I went to my fertility specialist to have a child, I left with a breast cancer
My name is Camille and I’m French. I began the IVF process at age 39 and stopped after 5 rounds at age 41. I work in the fields of culture in Paris in France where I live with my boyfriend.
My story: After 2 years of trying unsuccessfully to get pregnant, we opted for in vitro fertilization (IVF) treatments. Unfortunately, after 4 IVF and one IUI, we were completely unsuccessful. The last round was in May 2015. In August 2015, I was diagnosed with an aggressive breast cancer.
Before starting the fertility treatments, I had a mammogram, the first of my life, in July 2013.
Everything was fine. At this time, we were confident, believing treatments could help us become parents. We were also full of hope, especially when I saw the babies pictures at the doctor’s office. I even thought that one day there might also be a picture of our child on this wall. Unfortunately, it never happened.
After 2 rounds of unsuccessful IVF, the doctor advised us to do an egg donation because the IVF success rate was 10 percent with my own eggs. Why ? Because my ovarian reserve was low, which means that I had poor egg quality. If we chose the egg donation, the IVF success rate was, according to him, 80 percent.

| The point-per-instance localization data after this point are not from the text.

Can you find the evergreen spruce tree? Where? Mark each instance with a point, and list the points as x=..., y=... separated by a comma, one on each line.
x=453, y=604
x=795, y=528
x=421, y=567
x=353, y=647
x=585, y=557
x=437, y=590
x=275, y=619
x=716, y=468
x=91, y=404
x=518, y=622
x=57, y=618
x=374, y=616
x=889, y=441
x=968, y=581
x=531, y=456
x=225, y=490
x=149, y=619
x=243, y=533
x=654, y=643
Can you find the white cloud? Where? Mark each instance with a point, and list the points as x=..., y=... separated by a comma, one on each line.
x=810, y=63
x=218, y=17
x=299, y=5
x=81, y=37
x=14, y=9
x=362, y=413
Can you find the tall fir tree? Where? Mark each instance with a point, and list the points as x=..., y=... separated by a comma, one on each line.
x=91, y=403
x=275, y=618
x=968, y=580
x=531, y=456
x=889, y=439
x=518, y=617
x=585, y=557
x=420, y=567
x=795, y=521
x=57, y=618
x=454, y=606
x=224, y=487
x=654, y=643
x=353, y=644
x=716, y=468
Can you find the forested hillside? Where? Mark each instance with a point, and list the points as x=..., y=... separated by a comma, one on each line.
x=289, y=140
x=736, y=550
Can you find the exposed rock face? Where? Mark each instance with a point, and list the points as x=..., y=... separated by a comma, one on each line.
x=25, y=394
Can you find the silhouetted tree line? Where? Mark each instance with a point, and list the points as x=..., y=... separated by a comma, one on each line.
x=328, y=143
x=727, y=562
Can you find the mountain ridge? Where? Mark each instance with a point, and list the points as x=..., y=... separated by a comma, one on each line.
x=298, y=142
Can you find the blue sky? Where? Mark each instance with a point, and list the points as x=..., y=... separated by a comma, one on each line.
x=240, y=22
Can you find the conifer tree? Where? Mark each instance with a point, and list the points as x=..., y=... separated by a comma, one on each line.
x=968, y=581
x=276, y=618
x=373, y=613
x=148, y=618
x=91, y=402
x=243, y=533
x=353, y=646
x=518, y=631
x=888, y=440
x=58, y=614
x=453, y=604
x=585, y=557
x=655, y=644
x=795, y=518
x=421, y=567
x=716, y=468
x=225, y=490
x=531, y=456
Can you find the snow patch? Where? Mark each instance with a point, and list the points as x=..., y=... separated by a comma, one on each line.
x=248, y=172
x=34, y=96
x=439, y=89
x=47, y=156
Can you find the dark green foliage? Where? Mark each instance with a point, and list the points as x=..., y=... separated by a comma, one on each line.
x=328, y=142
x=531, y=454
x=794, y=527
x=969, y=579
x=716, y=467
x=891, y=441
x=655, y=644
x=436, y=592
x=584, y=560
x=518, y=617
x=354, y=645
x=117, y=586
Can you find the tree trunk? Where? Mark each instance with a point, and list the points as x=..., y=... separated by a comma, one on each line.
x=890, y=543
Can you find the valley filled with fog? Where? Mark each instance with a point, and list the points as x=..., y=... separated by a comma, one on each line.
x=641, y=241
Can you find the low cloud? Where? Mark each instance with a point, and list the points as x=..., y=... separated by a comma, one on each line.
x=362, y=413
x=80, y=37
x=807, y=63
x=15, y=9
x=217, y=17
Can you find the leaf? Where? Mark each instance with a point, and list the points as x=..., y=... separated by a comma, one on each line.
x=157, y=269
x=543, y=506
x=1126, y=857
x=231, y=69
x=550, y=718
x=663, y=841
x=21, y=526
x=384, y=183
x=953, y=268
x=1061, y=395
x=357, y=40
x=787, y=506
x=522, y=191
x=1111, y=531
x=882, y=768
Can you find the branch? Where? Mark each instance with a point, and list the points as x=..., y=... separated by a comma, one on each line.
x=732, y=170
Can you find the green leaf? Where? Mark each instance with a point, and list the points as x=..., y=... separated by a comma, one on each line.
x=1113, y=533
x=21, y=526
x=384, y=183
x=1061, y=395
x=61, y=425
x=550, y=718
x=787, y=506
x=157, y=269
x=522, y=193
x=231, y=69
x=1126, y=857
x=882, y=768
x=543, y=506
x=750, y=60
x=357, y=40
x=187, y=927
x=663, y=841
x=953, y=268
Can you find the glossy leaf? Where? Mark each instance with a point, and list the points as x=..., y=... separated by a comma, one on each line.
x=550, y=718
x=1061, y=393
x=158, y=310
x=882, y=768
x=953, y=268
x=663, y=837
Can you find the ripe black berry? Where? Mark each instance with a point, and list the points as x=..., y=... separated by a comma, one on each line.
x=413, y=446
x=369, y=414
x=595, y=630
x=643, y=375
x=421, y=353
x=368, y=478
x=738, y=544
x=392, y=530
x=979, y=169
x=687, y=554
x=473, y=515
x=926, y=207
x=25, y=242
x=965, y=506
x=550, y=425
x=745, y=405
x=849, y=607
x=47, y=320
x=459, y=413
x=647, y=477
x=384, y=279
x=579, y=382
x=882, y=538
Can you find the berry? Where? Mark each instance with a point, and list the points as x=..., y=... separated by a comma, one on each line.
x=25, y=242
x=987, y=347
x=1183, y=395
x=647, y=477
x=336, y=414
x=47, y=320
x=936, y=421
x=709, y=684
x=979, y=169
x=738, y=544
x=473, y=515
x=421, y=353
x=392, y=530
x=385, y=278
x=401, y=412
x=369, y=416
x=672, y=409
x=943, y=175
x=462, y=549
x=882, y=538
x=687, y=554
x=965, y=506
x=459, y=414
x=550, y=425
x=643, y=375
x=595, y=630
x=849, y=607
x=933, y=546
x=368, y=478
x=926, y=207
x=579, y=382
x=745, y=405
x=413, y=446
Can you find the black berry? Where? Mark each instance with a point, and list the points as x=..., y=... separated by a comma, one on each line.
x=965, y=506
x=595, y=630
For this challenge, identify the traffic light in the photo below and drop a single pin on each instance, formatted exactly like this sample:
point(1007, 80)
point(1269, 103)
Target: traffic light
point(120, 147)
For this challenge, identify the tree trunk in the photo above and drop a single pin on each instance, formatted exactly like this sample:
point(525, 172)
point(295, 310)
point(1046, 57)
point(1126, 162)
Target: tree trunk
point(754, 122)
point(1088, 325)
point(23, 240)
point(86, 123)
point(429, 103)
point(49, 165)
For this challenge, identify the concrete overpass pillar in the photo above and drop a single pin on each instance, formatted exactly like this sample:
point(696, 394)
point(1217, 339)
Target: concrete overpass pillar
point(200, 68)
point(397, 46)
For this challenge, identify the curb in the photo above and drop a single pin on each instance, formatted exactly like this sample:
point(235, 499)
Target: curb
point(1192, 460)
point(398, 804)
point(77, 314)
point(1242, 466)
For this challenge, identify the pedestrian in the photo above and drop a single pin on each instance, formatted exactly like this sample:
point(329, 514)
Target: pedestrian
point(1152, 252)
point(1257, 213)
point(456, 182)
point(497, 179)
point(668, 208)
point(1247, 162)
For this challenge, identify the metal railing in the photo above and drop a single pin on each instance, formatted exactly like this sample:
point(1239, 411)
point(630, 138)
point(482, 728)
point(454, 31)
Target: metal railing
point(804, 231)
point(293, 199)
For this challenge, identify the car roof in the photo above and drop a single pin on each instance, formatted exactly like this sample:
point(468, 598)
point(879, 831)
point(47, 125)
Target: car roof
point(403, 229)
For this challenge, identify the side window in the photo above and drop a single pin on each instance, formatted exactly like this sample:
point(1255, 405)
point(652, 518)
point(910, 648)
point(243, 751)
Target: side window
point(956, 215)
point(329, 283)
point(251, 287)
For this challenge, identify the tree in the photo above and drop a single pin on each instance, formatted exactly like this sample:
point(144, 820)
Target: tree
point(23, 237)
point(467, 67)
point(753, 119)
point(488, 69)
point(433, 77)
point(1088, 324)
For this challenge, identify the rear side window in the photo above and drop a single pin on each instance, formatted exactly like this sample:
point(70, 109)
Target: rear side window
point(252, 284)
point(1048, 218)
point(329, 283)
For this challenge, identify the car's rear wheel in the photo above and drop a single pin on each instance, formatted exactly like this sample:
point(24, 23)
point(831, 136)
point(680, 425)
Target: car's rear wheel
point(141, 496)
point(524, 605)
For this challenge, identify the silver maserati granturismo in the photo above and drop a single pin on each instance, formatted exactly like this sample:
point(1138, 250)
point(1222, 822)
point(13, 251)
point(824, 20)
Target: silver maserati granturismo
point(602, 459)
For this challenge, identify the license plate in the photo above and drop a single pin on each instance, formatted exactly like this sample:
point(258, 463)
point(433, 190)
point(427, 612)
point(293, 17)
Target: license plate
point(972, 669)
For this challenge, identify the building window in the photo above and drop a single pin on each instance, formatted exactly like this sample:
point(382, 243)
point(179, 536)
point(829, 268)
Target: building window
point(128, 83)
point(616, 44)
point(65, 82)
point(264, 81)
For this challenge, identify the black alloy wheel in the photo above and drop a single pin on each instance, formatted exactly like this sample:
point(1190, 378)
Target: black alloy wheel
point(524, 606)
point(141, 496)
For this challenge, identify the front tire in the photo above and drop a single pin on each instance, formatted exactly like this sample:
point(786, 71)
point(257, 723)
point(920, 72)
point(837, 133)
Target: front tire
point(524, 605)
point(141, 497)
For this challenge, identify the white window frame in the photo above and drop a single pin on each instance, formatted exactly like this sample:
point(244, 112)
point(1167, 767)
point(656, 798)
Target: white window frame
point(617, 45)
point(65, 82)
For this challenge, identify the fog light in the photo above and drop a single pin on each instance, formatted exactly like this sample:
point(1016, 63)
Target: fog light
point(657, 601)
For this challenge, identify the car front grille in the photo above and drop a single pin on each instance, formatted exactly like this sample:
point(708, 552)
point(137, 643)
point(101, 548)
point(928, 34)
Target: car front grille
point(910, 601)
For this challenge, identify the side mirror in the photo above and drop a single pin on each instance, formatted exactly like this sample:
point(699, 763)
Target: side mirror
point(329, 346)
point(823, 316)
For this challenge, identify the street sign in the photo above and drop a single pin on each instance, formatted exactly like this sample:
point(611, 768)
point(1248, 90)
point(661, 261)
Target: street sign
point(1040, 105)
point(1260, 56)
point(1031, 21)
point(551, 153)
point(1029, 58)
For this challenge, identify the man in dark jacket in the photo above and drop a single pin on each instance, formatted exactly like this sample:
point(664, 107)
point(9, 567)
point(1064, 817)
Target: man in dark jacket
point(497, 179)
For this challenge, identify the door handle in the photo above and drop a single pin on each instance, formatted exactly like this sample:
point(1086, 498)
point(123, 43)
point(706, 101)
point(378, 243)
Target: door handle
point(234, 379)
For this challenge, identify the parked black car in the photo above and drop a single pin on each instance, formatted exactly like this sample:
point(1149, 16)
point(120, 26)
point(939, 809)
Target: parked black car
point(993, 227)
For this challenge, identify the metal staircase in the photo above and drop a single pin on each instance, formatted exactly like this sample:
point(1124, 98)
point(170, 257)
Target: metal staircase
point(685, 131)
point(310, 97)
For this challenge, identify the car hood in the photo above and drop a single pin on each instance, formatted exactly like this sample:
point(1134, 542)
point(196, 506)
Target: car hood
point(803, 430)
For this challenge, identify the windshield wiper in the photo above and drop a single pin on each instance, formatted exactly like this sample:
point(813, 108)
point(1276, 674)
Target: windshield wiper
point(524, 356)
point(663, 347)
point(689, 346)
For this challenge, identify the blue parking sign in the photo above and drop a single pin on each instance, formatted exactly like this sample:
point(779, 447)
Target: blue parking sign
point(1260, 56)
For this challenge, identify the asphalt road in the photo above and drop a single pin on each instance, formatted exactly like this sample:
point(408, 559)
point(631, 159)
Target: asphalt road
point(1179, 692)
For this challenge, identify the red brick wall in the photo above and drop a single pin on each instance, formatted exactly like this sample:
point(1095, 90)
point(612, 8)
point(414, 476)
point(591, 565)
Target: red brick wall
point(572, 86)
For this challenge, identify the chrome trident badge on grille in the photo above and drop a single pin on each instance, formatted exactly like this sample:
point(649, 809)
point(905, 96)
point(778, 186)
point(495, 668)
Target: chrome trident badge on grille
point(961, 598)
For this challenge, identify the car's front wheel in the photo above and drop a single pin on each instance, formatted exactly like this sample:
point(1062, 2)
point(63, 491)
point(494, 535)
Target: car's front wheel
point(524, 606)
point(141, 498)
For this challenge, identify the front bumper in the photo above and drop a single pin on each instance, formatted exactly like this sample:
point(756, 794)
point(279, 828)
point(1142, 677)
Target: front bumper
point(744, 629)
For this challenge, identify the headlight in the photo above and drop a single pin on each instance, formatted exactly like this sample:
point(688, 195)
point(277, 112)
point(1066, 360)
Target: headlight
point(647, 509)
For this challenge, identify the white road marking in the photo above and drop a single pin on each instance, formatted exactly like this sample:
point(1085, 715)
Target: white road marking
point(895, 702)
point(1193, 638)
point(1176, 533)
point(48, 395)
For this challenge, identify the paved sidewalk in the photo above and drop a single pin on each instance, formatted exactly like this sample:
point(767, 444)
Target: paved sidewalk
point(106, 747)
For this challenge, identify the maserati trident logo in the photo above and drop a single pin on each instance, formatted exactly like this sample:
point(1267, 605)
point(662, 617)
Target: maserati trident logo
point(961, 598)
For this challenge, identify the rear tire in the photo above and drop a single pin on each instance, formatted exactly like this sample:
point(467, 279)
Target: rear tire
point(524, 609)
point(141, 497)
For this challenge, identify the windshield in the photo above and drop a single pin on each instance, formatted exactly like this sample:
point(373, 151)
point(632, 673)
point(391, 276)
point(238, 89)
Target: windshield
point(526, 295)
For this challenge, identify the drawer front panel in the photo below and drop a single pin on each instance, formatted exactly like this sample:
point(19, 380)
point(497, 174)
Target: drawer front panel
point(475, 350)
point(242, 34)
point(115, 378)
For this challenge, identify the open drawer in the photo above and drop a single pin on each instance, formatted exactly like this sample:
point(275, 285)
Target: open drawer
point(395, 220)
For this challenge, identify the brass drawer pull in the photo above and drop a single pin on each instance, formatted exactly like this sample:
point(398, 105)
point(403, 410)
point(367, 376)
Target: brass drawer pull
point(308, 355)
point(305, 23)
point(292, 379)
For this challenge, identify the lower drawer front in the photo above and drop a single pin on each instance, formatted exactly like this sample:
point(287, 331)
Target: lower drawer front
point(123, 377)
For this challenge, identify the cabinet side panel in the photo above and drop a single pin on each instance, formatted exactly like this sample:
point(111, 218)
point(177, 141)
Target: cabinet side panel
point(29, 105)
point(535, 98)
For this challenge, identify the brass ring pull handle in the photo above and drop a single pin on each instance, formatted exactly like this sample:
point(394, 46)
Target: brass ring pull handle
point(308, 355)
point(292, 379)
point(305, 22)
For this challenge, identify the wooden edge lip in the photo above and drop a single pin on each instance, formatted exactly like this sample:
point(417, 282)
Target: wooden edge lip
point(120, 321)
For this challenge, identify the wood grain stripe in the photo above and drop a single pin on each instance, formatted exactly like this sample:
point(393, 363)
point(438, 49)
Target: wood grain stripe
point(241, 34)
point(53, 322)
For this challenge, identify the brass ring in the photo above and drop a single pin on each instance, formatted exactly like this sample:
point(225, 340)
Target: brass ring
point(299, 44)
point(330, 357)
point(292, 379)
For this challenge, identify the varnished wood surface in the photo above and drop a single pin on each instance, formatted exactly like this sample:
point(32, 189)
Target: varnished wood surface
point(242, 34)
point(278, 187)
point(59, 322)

We had to cope with the grief of not having a natural child
He advised us to go abroad. In France egg ‘donors’ are rare so there are waiting lists. Despite this, we didn’t want to go abroad. It was a difficult decision to make and we weren’t ready because we first had to cope with the grief of not having a natural child.
I knew I took high-doses of fertility drugs and I remembered asking the doctor: “Are there any medical reasons that could prevent me from trying IVF for the third time? ” He, then, answered us: “No, there aren’t.”
The doctor was reassuring. We trusted him so we made the decision to continue the fertility treatments. The third IVF failed. In France social security policy on assisted fertility treatments is very generous. IVF is covered 100 percent for female residents up until their 43 birthday. The sécu will cover all costs for a maximum of four IVF attempts and six IUI’s.
So, we choose to undergo 4 rounds of IVF. In vain. The doctor then asked me to have surgery to remove my endometriosis before trying intrauterine insemination (IUI). But again, it didn’t work.
Desperate and emotionally exhausted
In May 2015, we felt desperate and emotionally exhausted. We had enough. I told my boyfriend I didn’t want these fertility treatments any longer. It was too much, and I wanted to preserve my health. After this last failure, the doctor invited us to think again about the egg donation. But we weren’t motivated by this idea.
In July 2015, I felt a lump in my breast. To feel secure and because of my IVF past, I decided to have a new mammogram. One month later, at age 41, I was diagnosed with a high-grade breast cancer. I had to fight with aggressive treatments for one and a half years.
I gave my fertility specialist a call to tell him the “good news.”
Cancer and hormones
At this very moment, I couldn’t help but ask him if there might be a link between these hormones and this cancer. His answer shocked me:
“There is a risk of cancer after 12 rounds of IVF.” Then he added: “I’ve got two or three women like you each year.”
My cancer was hormone-sensitive, which means that it uses hormones to grow or develop. According to the doctors, this disease was latent. Right but if you give high doses of hormones to a cancer, you feed the tumor and you help it grow fast, doesn’t it? I think about it all the time and even if I don’t have any proof of this, I’m convinced that fertility treatments played a role in the occurrence of this cancer.
I’m not looking for something to blame because we couldn’t have a child. What happened to me is too serious to act like it never happened. While fighting the disease, I would ask myself:
How did I end it up in a chemotherapy service?
Where did I go wrong to end up here? I just wanted to give birth to a child and now I must fight for my own life. How is this possible?
You are fragile, the fertility doctor becomes your savior
I really wanted to become a mother and I believed that fertility treatments could help me fulfill this dream. Why not try it? Each failure was painful, but we kept on thinking that it could be possible. 10 percent chance is not 0 percent chance. In these moments, you are fragile, and the fertility doctor becomes your savior. We trusted him but he never talked about the risks. I wish we had more information before starting assisted reproductive treatments.
This story has taught me that the IVF industry sells hope and dreams to patients but there are no guarantees. In fact, we have been very naïve and blinded by our desire to become parents.
I’m now on remission and the building of a life without kids has just begun. Healing needs time and time needs healing, but I strongly hope that together we will succeed. What is important to us now is to enjoy life, move forward and have plans for the future as we used to have before this double obstacle course.